Tanner Health system is a non-profit that serves nine counties in western Georgia and eastern Alabama. A mobile app is “prescribed” to those who would be better served by urgent care or with community resources. Users can find current wait times, tap to call and turn-by-turn navigation to the health system’s urgent care facilities. It also has a physician-finder feature and such community resources as counseling facilities and gyms. Patients can get immediate transportation to multiple referrals using direct access to Uber or Lyft directing from the app.

Especially during busy times such as flu season, diverting patients to urgent care allows ED personnel to concentrate on those who truly need emergent care. Patients who use urgent care also can save significant money, spending $250 for urgent care versus $2,500 or more for care in the ED. When deployed properly, a mobile app can generate as much as $3 million annually in increased revenues and cost avoidances.

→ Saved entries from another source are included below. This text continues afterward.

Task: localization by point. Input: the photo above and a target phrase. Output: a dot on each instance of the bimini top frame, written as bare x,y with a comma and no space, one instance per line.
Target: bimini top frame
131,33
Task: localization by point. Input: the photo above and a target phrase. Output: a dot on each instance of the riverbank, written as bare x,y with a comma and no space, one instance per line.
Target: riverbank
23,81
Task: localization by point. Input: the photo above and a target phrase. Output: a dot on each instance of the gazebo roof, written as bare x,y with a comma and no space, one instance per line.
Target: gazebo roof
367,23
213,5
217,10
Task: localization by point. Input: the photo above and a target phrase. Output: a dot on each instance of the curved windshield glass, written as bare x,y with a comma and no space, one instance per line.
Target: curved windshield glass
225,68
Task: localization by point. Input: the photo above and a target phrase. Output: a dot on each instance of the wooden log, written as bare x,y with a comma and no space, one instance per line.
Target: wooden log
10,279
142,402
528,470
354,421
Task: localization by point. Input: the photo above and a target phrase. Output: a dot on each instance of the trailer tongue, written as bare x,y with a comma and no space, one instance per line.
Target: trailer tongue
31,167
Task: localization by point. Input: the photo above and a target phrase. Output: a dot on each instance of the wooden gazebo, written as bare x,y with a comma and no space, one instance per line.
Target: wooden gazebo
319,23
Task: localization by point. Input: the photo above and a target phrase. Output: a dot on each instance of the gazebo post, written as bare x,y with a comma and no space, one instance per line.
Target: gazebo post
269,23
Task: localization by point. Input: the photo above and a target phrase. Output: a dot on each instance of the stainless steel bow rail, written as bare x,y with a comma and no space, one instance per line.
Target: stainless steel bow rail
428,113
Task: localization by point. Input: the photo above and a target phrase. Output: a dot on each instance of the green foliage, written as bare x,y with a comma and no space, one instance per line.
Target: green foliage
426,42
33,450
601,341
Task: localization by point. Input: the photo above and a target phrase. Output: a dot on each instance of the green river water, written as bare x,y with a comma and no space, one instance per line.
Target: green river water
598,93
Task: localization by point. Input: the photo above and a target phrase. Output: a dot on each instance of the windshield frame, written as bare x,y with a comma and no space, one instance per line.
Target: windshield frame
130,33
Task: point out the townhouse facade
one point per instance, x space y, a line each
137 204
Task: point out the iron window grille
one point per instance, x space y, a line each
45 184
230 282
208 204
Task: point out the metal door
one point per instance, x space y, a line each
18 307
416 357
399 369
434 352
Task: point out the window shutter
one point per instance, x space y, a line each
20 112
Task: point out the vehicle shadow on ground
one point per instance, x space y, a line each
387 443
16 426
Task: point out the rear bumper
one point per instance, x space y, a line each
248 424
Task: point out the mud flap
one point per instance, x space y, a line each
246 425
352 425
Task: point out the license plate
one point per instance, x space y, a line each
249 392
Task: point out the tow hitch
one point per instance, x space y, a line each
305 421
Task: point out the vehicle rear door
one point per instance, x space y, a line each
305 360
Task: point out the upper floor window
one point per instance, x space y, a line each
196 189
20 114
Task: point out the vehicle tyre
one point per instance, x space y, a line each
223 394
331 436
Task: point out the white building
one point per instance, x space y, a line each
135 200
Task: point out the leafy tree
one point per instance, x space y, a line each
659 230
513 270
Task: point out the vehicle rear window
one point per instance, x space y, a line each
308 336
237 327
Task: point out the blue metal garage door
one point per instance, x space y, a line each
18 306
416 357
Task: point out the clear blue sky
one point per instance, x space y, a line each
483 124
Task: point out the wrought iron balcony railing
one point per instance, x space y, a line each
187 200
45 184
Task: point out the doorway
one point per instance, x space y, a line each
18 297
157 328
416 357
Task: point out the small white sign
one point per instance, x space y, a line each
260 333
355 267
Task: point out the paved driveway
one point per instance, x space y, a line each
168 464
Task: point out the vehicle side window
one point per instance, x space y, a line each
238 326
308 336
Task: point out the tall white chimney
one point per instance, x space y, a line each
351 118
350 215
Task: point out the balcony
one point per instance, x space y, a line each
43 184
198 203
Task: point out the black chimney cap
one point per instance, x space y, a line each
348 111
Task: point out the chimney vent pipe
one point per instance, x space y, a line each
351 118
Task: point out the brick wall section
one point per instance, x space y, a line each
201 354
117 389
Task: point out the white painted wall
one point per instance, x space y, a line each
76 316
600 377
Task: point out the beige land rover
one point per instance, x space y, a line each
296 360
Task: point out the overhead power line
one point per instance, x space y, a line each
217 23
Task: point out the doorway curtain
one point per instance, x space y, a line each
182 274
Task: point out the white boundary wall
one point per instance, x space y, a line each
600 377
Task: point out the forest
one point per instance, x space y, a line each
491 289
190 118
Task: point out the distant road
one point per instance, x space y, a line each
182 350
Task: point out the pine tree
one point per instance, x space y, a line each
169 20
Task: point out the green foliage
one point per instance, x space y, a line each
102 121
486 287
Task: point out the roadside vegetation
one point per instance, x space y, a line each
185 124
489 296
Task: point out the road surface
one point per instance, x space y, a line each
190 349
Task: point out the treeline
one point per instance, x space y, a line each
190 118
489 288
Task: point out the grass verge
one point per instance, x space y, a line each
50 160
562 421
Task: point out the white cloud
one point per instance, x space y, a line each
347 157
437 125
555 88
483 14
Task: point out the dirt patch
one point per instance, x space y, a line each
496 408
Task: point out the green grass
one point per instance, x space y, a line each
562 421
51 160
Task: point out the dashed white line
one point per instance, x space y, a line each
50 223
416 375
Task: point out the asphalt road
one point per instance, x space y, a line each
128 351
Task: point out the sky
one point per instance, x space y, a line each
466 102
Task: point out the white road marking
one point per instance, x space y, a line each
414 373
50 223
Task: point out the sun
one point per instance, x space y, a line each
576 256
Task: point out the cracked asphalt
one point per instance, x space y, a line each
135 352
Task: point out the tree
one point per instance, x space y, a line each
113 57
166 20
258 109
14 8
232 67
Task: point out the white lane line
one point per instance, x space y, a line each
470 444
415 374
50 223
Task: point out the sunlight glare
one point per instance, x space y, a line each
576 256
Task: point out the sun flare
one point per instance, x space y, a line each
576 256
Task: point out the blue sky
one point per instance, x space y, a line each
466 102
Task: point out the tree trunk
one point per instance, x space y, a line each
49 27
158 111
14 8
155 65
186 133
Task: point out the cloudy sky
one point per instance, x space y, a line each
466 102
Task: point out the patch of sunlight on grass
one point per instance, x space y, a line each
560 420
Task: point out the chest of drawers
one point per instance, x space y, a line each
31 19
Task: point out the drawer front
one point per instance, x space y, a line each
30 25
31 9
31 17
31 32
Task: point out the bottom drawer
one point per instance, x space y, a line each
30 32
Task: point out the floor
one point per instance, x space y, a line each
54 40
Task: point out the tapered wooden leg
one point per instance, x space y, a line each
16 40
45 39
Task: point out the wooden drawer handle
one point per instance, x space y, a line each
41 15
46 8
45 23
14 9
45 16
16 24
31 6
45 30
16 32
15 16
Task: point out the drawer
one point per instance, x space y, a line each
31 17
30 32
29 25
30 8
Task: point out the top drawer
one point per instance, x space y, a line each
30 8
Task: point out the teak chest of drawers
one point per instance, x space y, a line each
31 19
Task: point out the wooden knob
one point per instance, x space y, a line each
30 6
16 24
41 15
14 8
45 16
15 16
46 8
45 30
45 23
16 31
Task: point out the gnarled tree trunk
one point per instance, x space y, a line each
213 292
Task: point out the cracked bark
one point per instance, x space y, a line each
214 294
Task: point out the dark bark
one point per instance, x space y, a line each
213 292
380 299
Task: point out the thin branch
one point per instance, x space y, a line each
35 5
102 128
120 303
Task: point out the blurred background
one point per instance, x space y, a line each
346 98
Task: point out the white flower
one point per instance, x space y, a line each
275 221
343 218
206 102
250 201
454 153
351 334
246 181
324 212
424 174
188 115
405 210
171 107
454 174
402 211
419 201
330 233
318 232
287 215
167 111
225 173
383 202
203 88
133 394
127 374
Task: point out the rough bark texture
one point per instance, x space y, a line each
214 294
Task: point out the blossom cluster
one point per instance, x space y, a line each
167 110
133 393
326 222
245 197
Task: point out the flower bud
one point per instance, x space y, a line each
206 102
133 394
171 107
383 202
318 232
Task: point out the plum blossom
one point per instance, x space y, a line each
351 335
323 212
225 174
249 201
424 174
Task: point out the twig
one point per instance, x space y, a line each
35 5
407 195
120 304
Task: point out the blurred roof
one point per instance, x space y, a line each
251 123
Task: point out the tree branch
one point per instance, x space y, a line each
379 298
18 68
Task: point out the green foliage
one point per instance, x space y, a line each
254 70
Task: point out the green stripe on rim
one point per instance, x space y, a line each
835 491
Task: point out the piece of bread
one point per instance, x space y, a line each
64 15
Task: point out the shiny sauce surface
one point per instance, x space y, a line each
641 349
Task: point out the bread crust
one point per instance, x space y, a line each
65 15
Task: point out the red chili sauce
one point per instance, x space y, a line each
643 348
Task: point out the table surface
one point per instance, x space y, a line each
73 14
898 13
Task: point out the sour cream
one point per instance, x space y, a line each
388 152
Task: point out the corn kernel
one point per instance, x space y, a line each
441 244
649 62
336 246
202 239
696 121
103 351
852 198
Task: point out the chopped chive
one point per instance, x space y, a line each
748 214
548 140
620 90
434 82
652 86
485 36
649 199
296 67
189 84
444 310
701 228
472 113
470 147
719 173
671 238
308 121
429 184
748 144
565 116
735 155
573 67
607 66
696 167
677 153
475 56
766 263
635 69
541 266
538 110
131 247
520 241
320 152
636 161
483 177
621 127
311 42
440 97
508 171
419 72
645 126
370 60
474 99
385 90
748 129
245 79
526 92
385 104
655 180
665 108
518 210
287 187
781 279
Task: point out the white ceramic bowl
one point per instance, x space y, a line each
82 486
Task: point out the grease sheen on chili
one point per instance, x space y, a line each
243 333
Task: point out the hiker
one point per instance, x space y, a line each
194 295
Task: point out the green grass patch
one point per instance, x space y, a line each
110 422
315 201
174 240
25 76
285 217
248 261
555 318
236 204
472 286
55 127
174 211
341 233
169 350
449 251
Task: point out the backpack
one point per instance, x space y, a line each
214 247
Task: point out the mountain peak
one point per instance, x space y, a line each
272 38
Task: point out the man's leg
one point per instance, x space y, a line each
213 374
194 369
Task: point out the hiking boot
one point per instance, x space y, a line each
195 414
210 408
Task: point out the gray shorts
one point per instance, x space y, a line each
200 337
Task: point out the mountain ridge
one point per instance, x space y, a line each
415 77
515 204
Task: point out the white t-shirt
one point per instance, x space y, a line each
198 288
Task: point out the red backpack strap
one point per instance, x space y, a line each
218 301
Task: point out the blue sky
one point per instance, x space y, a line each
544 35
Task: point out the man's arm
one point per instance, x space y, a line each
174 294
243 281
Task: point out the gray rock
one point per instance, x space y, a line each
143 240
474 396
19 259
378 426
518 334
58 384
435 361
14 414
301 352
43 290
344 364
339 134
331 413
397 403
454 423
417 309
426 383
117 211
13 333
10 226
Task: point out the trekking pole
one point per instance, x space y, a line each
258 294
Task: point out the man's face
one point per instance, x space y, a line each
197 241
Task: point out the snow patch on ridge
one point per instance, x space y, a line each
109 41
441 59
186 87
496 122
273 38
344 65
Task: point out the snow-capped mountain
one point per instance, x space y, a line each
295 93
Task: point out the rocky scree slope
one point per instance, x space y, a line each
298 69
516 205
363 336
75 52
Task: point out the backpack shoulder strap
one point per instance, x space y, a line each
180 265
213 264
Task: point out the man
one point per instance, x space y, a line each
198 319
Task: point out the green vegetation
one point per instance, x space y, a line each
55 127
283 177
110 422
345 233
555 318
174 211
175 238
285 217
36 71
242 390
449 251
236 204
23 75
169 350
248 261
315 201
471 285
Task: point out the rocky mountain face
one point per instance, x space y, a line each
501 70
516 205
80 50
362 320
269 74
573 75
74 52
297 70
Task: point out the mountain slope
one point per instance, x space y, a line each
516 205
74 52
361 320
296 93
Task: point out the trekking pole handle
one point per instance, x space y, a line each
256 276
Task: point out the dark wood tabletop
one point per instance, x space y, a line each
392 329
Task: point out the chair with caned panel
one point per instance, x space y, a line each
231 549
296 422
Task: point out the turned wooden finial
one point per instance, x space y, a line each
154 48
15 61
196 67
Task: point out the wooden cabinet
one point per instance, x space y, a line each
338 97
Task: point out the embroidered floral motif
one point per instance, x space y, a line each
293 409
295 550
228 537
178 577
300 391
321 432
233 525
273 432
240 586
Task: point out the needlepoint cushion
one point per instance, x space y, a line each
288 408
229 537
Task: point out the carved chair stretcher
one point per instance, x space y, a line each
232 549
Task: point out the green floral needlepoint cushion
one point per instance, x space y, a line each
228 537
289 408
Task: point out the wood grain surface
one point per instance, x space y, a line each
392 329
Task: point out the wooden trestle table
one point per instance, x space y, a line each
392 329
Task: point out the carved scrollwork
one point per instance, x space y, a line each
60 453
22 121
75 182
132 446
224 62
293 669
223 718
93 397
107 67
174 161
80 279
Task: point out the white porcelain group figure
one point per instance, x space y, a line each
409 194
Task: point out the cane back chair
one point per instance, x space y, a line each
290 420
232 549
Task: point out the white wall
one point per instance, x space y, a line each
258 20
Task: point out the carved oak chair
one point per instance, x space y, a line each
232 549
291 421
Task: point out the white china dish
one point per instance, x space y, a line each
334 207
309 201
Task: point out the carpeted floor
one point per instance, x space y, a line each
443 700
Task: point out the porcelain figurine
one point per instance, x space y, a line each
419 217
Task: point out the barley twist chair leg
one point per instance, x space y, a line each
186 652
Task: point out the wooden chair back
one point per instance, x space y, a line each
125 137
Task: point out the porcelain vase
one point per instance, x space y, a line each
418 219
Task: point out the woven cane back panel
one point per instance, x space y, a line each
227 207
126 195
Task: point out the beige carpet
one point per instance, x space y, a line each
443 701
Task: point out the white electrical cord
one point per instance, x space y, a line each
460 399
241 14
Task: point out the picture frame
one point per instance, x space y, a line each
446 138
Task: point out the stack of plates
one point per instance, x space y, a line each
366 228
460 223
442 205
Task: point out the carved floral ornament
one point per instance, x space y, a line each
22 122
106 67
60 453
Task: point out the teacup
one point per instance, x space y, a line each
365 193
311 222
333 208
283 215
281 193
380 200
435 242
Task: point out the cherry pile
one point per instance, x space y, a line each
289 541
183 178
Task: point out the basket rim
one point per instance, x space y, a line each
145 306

Apps don’t have to break the bank

Although health systems use a surprising amount of technology, it enables care but isn’t a core competency. So it makes more sense to work with an established app developer that has specific experience in the healthcare industry, rather than trying to develop apps in-house.

Costs will also be considerably less. Do-it-yourself app development can run into the millions and take years. Those costs don’t include lost revenue that app use can partially recoup if the app had been deployed earlier.

Templates can be customized with health system-specific branding, rolled out within 90 days and tweaked on the fly generally without developer assistance. With ROI approaching 10x and costs recouped within months, health systems should explore mobile apps to streamline hospital operations.

The time to consider mobile is now. More than three-quarters of Americans own a smartphone, up from just 35% in 20111. Those under 40 (Millennials and Generation Z) account for one-half of all citizens, and they are accustomed to working, playing and communicating on their mobile devices.

A 2015 survey showed that 71% of Millennials want their providers to offer mobile apps to do everything from schedule appointments to sharing healthcare data and managing preventive care.

There’s no question that going mobile can bring efficiencies to the surgery suite and the ED while generating additional funds for the health system. But mobile apps also can help set a health system apart from competitors and help patients communicate the way they want.

Randy Tomlin is CEO and Chairman of the Board for MobileSmith Health. In his position, Randy directs the company’s strategic growth and operational excellence, and is responsible for the successful proliferation of the company’s mobile app technologies throughout the healthcare spectrum.